隻是看她非常害怕朱瞻埈的樣子,朱瞻埈為人暴戾,不是打就是罵,好在朱瞻埈的正妃不算是個惹事生非的女人,隻是個脾氣高傲的高門貴女,隻要她做小伏低便沒什麼事情。
而且,她生了兒子啊,這年代隻要有了兒子,母憑子貴,她總體來說生活的還算不錯,特彆是這一年朱瞻埈不在家,是她最為快樂的時光。
朱瞻墡將一個上好的玉佩作為見麵禮送給了自己的侄子,胖乎乎的小男孩甚是可愛。
李尚和李孝珠差不了多少歲,但是整個人的狀態卻如同三十多歲的女人了,沉穩,有些討好的笑容。

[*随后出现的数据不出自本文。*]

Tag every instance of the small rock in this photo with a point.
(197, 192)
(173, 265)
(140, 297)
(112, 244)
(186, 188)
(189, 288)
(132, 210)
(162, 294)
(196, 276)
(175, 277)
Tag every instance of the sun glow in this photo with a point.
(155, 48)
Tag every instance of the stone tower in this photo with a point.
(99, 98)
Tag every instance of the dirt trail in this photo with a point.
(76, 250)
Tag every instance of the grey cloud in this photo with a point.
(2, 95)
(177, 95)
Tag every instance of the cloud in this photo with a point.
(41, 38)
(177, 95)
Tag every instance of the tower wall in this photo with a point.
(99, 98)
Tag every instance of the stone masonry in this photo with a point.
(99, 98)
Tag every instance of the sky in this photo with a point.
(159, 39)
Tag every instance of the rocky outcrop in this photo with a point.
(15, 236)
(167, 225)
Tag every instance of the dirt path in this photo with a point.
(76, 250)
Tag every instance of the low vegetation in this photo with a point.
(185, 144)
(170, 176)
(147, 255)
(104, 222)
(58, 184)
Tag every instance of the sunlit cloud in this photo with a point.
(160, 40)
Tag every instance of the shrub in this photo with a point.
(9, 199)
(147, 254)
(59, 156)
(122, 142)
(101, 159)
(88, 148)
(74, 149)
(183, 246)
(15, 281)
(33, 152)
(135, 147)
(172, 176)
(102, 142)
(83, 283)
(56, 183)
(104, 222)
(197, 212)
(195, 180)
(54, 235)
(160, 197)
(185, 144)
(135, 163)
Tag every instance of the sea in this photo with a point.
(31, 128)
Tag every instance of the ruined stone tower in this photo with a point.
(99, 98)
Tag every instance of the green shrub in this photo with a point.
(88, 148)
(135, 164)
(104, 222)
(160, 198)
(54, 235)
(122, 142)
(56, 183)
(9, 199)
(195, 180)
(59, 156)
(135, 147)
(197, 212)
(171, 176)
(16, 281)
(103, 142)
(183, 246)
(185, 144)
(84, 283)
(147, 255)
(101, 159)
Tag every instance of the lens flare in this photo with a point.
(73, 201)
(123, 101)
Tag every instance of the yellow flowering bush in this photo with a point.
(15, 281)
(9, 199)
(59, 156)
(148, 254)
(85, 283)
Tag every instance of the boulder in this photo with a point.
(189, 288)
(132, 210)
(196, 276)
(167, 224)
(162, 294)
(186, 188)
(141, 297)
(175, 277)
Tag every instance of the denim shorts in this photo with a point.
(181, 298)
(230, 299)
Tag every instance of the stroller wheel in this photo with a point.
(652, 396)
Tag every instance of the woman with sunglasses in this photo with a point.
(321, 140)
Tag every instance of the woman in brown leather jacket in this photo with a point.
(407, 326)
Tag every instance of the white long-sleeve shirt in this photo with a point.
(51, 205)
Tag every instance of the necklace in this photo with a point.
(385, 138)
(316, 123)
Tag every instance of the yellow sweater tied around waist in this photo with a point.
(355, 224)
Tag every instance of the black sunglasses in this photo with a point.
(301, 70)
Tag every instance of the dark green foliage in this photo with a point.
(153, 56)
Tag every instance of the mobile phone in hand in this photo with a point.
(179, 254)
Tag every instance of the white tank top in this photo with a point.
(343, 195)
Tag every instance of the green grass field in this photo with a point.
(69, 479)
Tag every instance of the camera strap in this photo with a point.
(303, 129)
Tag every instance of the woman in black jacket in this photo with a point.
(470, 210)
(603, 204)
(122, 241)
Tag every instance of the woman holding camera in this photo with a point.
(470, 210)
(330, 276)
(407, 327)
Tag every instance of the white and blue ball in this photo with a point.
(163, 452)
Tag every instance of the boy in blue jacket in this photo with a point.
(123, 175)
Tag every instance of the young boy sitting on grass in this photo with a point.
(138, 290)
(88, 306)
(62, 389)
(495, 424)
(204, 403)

離開前,朱瞻墡回頭望去,李尚目光似乎始終沒有離開過自己的兒子,與人說話的時候也是一樣,甚至給朱瞻墡倒茶水的時候餘光也要看一眼自己的兒子,這是她這輩子的指望。
……
臨近順天府之時,滿天的雪花落下,若鵝毛般的大雪讓阿利亞欣喜:“殿下,原來大明皇城的雪是這樣的,比我們那邊的可溫柔多了。”
“那你是還沒見過江南的雪,那才叫溫柔。”
“殿下可以帶我去見見嗎?”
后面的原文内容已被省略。